Inspired by a group of online activists from the YouTube community, led by a high school teacher named David Colarusso, we decided to try a demonstration project. With the help of Colarusso, who had already built an interactive platform called CommunityCounts, we launched 10Questions.com in September of 2007. With a crosspartisan array of media partners, we asked the public to post questions to the presidential candidates, and invited everyone to vote them up or down. Then we invited all the candidates to post their answers, giving them all the time they needed to prepare serious answers. And then, to create a real feedback loop and try to incentivize the candidates to avoid dodging the questions, we invited the public to vote on whether they thought each candidate had actually answered each question.
In 2007, about 125,000 votes were cast on more than 300 questions submitted. The top 10 included questions on net neutrality, atheism, medical marijuana, warrantless wiretapping, corporate personhood, government spending, etc. Edwards, Gravel, Huckabee, Kucinich, and Obama each answered at least one of the top ten. Another 27,000 votes were cast judging their responses. By all accounts, 10Questions was successful in demonstrating that an open and interactive platform for voter-to-candidate-to-voter engagement could work, though in retrospect we believe it could have had a larger impact had we started sooner in the presidential campaign calendar. (You can view an archive of the 2007-08 site here.)
Now, with the support of the Knight Foundation, we've just launched with a retooled version of 10Questions.com designed to allow anyone the ability to ask questions directly of many of the candidates seeking to represent them in the U.S. Congress, U.S. Senate, or as their state's governor.

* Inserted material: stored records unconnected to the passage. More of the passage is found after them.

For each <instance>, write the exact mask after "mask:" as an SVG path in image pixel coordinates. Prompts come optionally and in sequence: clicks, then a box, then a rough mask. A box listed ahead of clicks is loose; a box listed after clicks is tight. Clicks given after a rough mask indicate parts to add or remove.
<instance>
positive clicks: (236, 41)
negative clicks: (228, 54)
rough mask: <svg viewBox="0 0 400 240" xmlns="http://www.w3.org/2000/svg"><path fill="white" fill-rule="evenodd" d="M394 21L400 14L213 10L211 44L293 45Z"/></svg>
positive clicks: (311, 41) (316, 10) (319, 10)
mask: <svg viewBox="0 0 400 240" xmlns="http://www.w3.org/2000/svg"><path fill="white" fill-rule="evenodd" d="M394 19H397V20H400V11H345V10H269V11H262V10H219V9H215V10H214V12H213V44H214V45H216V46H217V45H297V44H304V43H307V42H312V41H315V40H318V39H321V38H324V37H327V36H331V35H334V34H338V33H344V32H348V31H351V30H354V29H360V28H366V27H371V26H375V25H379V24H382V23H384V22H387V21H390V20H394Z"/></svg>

The way it works is simple: anyone can post a question (video or text), anyone can vote those up or down (one vote per question per IP address), anyone can embed a question, a race, a state, or the entire country via a fully functional widget, on any website they want. To post or vote on a question, you just need a Google Account, as the site is powered by a souped-up version of the Google Moderator question platform (and for which we are grateful to our technology partners Google and YouTube.) No personal user information is being retained, though the site will allow anyone to view where questions and votes are coming from geographically, and to track the daily up-down voting on any question.